Tonight, I looked at The Kid while eating dinner only to notice that the 1 tooth top gap in the front of her mouth had doubled in size. I was completely unprepared for this. There was no build-up, no anticipatory tooth wiggling for weeks preceding. No, tonight it fell out while eating stromboli at the dinner table. This is not a food typically hazardous to first grade teeth. Not only did it fall unexpectedly, it was then mistaken for a chunk of broccoli and swallowed without notice. Now I had to sit at the table and be excited for The Kid while staring at 3/4 of a steak and cheese sub (which I can’t possibly stomach with the mental image of the fate of the tooth running through my head). To make matters worse, I now have to contemplate how this can be explained to The Tooth Fairy. I don’t think the parenting books ever mentioned this scenario.

We decided The Tooth Fairy will get a picture and a letter explaining the situation. I, on the other hand, get to pay for this experience. Yet again.

I’ll have you know, I shuddered through this entire blog post. It’s only fair that you too can share in my spine-tingling evening. What makes you shiver? I promise not to laugh if promise not to point your periodontally-challenged children my way.

Can you spare a little change?

February 12, 2008

Recently, a road I use daily on my commute to work installed a 4-way stop at an intersection fraught with problems. It’s been there now for several months and causes delays both coming in the morning and going in the evening, but I’m most frustrated by the other drivers I encounter here.

I’ve been watching closely and determined the pattern. In the evening, the traffic obeys the rules of the 4-way stop, taking turns and yielding to the vehicle to the right. On the morning commute, however, vehicles do NOT adhere to the traffic rules. There are always complete stops, but we instead yield to the left. Occasionally, I attempt to restore order by taking my rightful turn. This probably angers the vehicle to my left (though I’ve never been honked at) and I wonder if my attempts are at all fruitful. Do the remaining cars commence yielding to the right? If so, am I the reason the evening traffic is “in order”?
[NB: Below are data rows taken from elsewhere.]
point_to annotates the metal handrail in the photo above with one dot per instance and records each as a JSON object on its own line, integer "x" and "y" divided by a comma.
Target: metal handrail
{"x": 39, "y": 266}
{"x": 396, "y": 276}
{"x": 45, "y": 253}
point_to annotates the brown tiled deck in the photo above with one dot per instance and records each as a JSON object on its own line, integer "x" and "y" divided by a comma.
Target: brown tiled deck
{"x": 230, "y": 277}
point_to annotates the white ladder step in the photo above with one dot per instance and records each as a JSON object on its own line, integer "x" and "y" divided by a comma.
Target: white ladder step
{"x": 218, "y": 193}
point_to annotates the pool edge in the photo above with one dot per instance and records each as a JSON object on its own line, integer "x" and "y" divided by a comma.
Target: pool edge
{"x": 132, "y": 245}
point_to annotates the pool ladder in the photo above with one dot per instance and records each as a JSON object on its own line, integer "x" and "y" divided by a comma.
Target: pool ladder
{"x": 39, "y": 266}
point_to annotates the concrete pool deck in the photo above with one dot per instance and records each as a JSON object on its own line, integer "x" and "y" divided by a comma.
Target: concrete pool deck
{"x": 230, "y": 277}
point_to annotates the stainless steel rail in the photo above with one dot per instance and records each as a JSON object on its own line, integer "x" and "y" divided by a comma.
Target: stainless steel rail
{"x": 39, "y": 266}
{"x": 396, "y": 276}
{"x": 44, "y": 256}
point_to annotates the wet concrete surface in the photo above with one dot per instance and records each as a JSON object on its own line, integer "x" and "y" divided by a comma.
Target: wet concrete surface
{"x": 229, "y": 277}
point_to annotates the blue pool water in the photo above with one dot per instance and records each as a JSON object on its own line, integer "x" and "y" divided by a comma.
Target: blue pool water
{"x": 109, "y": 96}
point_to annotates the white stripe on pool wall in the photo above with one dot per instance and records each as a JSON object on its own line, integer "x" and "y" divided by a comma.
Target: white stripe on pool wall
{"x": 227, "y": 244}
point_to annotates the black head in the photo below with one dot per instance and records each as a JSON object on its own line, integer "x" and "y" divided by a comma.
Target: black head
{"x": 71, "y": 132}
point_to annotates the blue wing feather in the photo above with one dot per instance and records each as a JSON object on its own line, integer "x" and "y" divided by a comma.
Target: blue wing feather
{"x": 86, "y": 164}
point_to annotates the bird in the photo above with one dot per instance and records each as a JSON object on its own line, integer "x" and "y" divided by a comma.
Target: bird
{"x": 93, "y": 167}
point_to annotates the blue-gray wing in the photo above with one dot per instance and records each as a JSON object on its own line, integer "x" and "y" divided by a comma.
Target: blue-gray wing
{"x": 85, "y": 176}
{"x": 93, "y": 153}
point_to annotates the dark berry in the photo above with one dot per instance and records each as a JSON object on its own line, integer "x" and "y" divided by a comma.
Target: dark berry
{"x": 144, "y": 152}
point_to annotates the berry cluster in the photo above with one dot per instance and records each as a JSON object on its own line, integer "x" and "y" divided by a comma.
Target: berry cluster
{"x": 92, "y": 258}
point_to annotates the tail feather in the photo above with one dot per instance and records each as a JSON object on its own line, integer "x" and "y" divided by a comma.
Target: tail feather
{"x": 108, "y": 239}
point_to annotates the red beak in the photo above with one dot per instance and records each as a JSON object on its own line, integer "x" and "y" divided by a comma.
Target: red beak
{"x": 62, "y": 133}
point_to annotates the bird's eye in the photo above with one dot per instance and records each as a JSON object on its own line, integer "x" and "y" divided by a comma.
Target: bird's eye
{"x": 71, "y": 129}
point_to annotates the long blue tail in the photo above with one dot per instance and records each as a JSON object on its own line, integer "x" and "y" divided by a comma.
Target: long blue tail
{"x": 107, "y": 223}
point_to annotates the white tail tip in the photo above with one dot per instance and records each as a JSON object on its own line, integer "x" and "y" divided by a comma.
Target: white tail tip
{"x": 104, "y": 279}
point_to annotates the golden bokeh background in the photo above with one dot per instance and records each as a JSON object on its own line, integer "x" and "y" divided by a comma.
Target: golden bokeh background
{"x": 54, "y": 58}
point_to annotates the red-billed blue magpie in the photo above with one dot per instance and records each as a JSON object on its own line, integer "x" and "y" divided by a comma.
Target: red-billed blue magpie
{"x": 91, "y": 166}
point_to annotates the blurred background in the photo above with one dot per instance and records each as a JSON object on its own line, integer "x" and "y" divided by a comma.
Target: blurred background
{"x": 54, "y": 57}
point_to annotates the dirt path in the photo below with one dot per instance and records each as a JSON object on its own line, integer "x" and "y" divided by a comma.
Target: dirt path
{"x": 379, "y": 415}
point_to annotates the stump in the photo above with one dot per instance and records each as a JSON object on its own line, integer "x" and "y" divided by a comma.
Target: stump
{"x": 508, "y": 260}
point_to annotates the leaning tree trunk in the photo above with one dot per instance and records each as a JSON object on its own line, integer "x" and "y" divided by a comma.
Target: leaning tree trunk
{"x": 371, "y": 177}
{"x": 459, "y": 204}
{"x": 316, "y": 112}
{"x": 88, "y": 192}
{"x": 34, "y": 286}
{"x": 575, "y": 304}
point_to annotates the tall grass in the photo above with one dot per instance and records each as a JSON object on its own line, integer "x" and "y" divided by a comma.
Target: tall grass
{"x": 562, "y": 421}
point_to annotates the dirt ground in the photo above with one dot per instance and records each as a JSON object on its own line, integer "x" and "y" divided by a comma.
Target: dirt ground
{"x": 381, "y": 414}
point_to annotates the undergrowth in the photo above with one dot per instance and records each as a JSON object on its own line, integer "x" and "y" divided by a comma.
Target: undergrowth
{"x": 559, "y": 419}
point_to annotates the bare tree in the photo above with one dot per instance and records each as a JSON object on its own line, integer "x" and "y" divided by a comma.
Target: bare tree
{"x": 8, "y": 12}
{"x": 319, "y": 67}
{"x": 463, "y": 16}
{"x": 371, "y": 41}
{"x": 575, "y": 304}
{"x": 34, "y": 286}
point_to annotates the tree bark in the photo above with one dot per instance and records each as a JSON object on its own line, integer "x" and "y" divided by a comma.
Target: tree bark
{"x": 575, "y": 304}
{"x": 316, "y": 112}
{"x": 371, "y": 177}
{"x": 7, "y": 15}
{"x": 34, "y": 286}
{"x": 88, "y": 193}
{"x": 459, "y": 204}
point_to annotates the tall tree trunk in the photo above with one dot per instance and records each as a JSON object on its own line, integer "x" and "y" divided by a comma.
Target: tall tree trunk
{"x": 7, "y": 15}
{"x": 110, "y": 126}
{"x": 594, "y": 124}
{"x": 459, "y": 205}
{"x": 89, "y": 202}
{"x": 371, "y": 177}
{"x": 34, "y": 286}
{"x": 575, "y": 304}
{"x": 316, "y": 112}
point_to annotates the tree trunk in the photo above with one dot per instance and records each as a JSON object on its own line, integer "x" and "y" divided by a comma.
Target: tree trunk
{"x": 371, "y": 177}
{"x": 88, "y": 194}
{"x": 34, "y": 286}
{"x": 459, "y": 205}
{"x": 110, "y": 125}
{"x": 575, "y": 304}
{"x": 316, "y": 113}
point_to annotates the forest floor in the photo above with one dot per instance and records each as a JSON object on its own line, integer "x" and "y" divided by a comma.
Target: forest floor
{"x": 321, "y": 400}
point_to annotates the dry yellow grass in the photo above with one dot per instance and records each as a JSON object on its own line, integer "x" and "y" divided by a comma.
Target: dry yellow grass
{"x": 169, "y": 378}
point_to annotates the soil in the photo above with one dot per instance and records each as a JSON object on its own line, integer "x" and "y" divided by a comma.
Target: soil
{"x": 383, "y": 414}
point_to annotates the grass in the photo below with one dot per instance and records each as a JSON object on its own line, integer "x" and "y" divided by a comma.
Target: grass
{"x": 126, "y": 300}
Today, as I came upon my turn at the stop sign, I decided not to buck the system. As I passed through on my (wrongful) turn, I was reminded of the Gandhi quote “You must be the change you wish to see in the world” and for a brief moment, regretted my decision to go with the flow. Guilt quickly passed as I realized I was running a bit behind because I took the time to vote before work. Today, I’ll settle for participating in the selection of a presidential candidate — battle with the stop sign can resume tomorrow. Too much change in one day isn’t always good.